Use just enough high-quality vegetable oil, such as olive oil, to barely cover the chopped herbs.
Alternatively, if you are chopping your herbs in a food processor, add one to two tablespoons of olive oil to make a light paste.
Before freezing, cut the paste into cubes or spread it in pans and drizzle with a small amount of oil over the top – just enough to keep the mixture together.
You’ll need softened unsalted butter and your favourite herbs to make the butter.
You can use four tablespoons of your favourite herbs for every eight tablespoons of butter.
You can produce compound butter and freeze it in sections in an ice cube tray or another handy container.
4. On The stem
Some herbs, such as dill, rosemary, tarragon, and thyme, have small or very fine leaves that are easiest to handle when left on the stem.
Cut clean, dry stems to about six inches long and arrange in a single layer on a baking sheet. Light, lacy leaves, such as tarragon, can be allowed to overlap a little.
Place in the freezer for a few hours before transferring to airtight storage bags or containers. Label the contents as well as the date.
Individual sprigs should be removed as needed, and leaves should be separated from stems before using.
5. Logs Rolled
Soft, flat-leaf species like basil, Italian parsley, or sage can be crushed and wrapped into a log for more efficient bulk storage.
Remove the clean, dry leaves from the stems and place them in a sealable bag.
Squeeze and compress the leaves into a bundle along the bag’s bottom. Roll the bag around the packed leaves, squeezing out air as you go.
Can You Freeze Herbs To Keep Them Fresh?
Herbs can be frozen quickly and easily, and they maintain most of their flavour, aroma, and minerals.
Although they aren’t usually attractive and may not hold up to scrutiny when used in salads or as a garnish, frozen herbs can preserve much of the flavour of healthy herbs to be used long after the planting season has passed.
Is It Better To Dry Or Freeze Fresh Herbs?

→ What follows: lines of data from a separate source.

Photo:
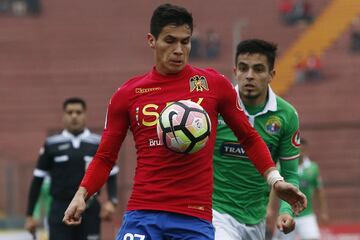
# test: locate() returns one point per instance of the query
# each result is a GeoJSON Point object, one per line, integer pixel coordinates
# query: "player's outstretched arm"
{"type": "Point", "coordinates": [292, 195]}
{"type": "Point", "coordinates": [77, 206]}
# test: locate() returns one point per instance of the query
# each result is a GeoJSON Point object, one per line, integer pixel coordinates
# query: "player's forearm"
{"type": "Point", "coordinates": [289, 170]}
{"type": "Point", "coordinates": [259, 154]}
{"type": "Point", "coordinates": [112, 188]}
{"type": "Point", "coordinates": [95, 176]}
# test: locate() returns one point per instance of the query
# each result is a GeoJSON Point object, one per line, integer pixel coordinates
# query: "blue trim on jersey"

Although drying is a great way to preserve your herbs, it can cause the herbs to lose some of their nutrients and qualities.
Freezing is the finest way to preserve the essential oils and lively flavours of delicate herbs like dill, fennel, thyme, basil, and chives.
Should Herbs Be Washed Before Freezing?
Cleaning the herbs is one of the first steps before freezing them. Cleaning the leaves without water is possible, but if there is residual dirt, it may be difficult to remove without water.
How Long Will Fresh Herbs Last In The Fridge?
Fresh herbs can wilt and brown in a matter of days if they are exposed to too much moisture and oxygen, especially if they are stored in a grocery bag in the crisper drawer.
Fresh herbs can be kept in the refrigerator for two to three weeks and in the freezer for months if properly handled. Dried herbs, on the other hand, can be kept in the pantry for years.
In conclusion, we have seen how we can preserve our fresh herbs and how some can be used even after months.
Have you tried freezing herbs before and what was the outcome? Please share with us in the comments!